[rescue] SGI Indigo2 & IRIX 6.5
Robert Darlington
rdarlington at gmail.com
Sun Nov 30 10:01:59 CST 2008
Thank you. As a former admin of Blue Mountain (biggest baddest SGI cluster
ever built), I have to say you brought a tear to my eye. Granted, it was
because I was laughing at the short list of problems with Linux!
-Bob
On Sun, Nov 30, 2008 at 3:01 AM, Jonathan C. Patschke <jp at celestrion.net>wrote:
> On Sun, 30 Nov 2008, Patrick Finnegan wrote:
>
> Anyone thinking of running a common, hackish, OS instead of the
>>> amazingly wonderful, snappy, well-optimized and all-around cool
>>>
>>
>> Yeah, why would anyone want to run Irix instead of Linux?
>>
>
> Superior native hardware support, better interactive performance, an X
> server that actually works (with hardware-acceleration), one
> well-integrated journaled FS with GRIO instead of 20-something
> bag-on-the-side filesystems with patented "LOL, WTF, whenever" IO
> scheduling, context-sensitive help facilities that are actually relevant,
> accurate man pages, support for possibly the best optimizing compiler ever
> written, ONE snappy interactive desktop environment instead of eleventy
> competing ones that share neither config data nor system resources very
> well, solid System V and UNIX 95 API support, and I/O throughput Linux
> could only dream of?
>
> Plenty of performance-enhancing features that other OSes are just
> -finally- starting to implement were in IRIX years ago; "quickstarting"
> comes to mind. OS X does it, and I seem to recall that AIX does it in v6.

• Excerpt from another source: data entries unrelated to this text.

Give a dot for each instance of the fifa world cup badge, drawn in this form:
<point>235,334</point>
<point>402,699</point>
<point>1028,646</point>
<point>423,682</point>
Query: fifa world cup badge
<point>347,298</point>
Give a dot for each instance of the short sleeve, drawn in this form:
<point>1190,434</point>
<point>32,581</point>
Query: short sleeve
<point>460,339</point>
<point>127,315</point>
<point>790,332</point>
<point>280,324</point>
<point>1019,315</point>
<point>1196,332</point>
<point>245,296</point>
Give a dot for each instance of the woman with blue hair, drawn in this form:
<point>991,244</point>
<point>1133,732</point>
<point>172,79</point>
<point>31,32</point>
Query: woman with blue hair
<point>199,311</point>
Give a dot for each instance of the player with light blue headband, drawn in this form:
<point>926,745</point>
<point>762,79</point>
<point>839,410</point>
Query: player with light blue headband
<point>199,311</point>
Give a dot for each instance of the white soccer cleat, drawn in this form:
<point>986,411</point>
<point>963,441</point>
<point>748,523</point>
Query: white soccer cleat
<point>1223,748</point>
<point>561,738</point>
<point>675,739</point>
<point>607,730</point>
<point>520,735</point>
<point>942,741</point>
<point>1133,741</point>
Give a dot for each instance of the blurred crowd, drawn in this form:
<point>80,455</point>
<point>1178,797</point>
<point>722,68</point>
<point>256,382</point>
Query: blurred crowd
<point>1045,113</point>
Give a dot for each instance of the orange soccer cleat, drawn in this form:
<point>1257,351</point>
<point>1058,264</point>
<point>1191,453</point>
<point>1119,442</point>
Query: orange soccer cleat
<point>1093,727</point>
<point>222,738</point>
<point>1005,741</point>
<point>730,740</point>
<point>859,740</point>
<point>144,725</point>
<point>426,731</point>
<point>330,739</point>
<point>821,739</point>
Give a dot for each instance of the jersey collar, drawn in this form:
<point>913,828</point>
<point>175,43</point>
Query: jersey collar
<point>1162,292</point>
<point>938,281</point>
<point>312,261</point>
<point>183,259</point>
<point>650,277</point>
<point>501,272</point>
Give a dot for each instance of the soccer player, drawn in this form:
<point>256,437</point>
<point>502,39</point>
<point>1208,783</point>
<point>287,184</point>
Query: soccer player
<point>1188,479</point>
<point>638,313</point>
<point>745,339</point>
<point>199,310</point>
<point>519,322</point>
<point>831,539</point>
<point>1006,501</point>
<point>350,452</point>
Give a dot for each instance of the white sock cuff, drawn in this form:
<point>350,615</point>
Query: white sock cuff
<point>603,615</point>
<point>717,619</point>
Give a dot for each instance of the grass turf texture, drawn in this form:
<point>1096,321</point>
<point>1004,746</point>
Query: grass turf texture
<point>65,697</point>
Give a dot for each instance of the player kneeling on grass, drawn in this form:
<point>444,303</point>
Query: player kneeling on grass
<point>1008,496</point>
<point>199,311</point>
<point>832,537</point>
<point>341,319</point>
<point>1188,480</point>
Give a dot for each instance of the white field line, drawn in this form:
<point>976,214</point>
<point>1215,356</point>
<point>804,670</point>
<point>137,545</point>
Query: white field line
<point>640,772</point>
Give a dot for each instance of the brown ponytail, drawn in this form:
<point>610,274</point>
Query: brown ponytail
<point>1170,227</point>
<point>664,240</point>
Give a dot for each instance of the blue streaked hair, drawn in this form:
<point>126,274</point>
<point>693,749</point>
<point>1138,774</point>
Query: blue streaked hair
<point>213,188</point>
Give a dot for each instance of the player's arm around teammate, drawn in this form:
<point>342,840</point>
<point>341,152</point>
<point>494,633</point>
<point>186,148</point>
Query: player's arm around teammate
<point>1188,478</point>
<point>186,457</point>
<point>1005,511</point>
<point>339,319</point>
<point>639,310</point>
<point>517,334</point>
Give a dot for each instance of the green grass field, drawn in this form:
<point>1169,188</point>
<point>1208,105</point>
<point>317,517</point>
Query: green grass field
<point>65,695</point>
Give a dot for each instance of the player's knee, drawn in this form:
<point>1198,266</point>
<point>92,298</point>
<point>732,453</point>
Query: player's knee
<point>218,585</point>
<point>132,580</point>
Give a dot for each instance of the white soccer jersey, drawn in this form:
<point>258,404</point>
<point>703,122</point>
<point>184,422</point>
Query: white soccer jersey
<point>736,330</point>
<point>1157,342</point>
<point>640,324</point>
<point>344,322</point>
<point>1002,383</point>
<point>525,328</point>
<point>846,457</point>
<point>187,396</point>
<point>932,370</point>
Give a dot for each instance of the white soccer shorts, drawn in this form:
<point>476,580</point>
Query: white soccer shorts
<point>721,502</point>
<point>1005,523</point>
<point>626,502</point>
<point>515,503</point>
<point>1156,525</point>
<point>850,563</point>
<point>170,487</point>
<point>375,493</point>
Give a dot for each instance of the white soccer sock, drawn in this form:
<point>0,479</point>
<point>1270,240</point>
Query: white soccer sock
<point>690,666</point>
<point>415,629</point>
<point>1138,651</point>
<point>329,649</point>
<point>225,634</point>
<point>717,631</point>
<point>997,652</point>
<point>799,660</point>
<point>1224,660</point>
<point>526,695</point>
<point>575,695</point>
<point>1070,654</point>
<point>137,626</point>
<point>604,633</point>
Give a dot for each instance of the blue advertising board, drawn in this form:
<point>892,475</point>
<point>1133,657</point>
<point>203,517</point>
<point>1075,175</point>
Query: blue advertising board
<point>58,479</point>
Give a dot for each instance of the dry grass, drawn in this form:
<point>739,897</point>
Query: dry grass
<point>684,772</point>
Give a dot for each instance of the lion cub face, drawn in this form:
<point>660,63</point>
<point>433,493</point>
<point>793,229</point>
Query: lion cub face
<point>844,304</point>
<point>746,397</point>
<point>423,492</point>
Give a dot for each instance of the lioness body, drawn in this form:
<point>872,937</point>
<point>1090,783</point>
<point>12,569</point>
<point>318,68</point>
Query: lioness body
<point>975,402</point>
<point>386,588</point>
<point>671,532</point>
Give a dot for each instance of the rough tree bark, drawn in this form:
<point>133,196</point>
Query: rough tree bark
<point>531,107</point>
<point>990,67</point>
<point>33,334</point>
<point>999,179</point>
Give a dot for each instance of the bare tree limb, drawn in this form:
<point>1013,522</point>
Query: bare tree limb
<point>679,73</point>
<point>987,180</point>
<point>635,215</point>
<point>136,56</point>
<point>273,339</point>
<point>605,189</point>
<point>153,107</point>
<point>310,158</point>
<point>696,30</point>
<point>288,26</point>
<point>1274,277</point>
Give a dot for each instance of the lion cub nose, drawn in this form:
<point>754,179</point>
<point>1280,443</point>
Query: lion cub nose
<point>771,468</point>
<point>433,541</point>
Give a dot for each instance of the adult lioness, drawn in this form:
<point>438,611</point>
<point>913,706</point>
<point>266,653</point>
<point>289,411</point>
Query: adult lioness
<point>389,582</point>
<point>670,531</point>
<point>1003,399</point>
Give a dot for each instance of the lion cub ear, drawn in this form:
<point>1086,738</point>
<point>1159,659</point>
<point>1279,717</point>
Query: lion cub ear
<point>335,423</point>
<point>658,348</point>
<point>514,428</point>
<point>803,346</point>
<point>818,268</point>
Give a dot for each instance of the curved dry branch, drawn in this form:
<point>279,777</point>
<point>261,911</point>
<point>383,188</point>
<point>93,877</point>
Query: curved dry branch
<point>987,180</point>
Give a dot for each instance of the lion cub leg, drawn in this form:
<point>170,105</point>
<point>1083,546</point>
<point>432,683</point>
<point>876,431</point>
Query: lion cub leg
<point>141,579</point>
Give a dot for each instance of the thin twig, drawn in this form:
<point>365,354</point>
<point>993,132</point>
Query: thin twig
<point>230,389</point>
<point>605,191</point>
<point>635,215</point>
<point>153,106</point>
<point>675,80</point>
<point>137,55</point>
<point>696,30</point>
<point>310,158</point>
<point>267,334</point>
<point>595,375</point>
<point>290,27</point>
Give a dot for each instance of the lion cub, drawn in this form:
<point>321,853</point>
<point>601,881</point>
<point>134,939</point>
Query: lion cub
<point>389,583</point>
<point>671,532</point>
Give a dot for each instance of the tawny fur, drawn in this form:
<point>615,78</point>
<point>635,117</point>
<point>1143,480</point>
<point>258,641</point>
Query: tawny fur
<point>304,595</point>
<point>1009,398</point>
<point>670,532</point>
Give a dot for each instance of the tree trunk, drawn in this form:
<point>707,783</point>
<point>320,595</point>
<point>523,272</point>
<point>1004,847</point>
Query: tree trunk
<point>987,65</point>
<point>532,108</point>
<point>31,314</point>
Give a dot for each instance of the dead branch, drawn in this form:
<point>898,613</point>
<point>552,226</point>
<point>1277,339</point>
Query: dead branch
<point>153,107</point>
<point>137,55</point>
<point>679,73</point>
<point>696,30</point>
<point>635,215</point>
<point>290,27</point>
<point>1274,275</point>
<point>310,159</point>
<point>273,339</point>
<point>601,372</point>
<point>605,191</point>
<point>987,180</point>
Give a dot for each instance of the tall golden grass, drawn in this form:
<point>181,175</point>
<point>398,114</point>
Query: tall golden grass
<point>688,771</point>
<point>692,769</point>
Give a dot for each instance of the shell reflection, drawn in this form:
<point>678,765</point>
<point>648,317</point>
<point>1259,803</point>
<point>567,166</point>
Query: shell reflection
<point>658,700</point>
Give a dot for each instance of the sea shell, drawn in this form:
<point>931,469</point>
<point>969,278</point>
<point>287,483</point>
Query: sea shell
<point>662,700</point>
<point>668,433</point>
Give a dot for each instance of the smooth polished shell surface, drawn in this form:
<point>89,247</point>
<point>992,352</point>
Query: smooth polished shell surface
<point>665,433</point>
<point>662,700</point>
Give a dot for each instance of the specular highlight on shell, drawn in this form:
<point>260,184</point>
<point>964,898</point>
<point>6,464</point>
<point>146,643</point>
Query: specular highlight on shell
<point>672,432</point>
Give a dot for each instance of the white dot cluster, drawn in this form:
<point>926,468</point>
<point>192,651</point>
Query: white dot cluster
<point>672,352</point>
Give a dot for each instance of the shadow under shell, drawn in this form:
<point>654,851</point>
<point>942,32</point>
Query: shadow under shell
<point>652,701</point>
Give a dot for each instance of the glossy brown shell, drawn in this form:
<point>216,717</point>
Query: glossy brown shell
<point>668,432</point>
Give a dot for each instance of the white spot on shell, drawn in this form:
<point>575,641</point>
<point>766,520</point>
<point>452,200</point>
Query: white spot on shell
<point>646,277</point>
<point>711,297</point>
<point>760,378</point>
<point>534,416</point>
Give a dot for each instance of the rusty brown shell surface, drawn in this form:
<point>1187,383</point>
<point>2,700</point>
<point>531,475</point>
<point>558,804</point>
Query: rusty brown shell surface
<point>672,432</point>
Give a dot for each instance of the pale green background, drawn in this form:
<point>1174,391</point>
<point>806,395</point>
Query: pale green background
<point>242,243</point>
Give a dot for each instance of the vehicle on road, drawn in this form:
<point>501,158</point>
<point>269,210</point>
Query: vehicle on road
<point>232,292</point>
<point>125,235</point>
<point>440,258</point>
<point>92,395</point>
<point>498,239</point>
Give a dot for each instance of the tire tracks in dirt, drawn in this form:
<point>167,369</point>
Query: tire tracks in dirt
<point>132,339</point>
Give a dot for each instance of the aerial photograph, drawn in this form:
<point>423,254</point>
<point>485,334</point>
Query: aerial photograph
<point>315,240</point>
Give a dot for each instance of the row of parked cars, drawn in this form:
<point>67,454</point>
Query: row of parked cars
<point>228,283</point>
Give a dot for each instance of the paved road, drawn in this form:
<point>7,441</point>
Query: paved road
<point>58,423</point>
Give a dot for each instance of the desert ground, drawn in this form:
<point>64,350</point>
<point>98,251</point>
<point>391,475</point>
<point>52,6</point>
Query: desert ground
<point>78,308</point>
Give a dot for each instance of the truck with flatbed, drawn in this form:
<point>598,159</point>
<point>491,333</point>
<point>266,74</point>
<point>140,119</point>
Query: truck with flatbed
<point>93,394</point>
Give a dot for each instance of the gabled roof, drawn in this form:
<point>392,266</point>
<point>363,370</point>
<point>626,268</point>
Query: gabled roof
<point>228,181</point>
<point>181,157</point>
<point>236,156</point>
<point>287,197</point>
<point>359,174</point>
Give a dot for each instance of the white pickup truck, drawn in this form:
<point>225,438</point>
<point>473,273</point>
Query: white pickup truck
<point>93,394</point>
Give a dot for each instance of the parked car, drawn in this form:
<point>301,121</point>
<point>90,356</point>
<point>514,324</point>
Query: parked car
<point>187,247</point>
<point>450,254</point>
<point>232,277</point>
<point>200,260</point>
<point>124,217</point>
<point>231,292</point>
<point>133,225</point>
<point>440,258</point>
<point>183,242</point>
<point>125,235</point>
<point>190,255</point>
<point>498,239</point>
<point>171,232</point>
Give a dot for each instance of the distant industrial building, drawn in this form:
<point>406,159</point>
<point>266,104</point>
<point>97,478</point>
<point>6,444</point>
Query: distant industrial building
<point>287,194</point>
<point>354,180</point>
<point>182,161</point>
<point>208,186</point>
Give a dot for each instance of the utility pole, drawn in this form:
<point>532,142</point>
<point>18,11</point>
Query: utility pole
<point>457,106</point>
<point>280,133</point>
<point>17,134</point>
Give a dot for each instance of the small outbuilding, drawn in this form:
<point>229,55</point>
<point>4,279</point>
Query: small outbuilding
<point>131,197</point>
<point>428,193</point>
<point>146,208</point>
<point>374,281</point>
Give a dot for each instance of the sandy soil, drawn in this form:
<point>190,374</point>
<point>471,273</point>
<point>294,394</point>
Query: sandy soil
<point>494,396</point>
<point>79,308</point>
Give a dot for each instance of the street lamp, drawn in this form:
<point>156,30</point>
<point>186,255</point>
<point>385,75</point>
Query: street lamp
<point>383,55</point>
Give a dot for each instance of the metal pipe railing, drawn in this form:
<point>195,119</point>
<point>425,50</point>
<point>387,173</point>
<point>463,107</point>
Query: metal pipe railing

> Whatever the current ld.so that Linux uses might finally have support for
> it; who knows?
>
> Irix on a vintage SGI deserves to be drawn and quartered.
>>>
>>
>> Oh, wait, you're trying to say that _Irix_ isn't the "hack".
>>
>
> One could ask for no better example of "more is less" than your typical
> Linux distribution. Want 17 different print-queue managers? There you
> go! Want -one- that does what you need and is well-supported by the
> entire rest of the system? Well, err....you can't have -everything-, but
> there's probably a tarball of shell scripts on some web forum that will
> fake out your system into printing consistently using an unholy toolchain
> made of ghostscript, netpbm, groff, and transfig.
>
> Linux will always be a hack. It's always been one, and it used to be
> content with being a hack. Nowadays, it goes around in a sandwich board
> reading "I am not a hack" passing out business cards saying "Linux, like
> Windows, only better!" on one side and "2005^W2006^W2007^W2008^W2009 will
> be the year of Linux on the desktop!" on the back.
>
> It's really quite sad, because, as hacks go, it's a good one. But, don't
> try to confuse it with a coherent operating system product.
>
> --
> Jonathan Patschke < "There is great satisfaction in building good tools
> Elgin, TX > for other people to use."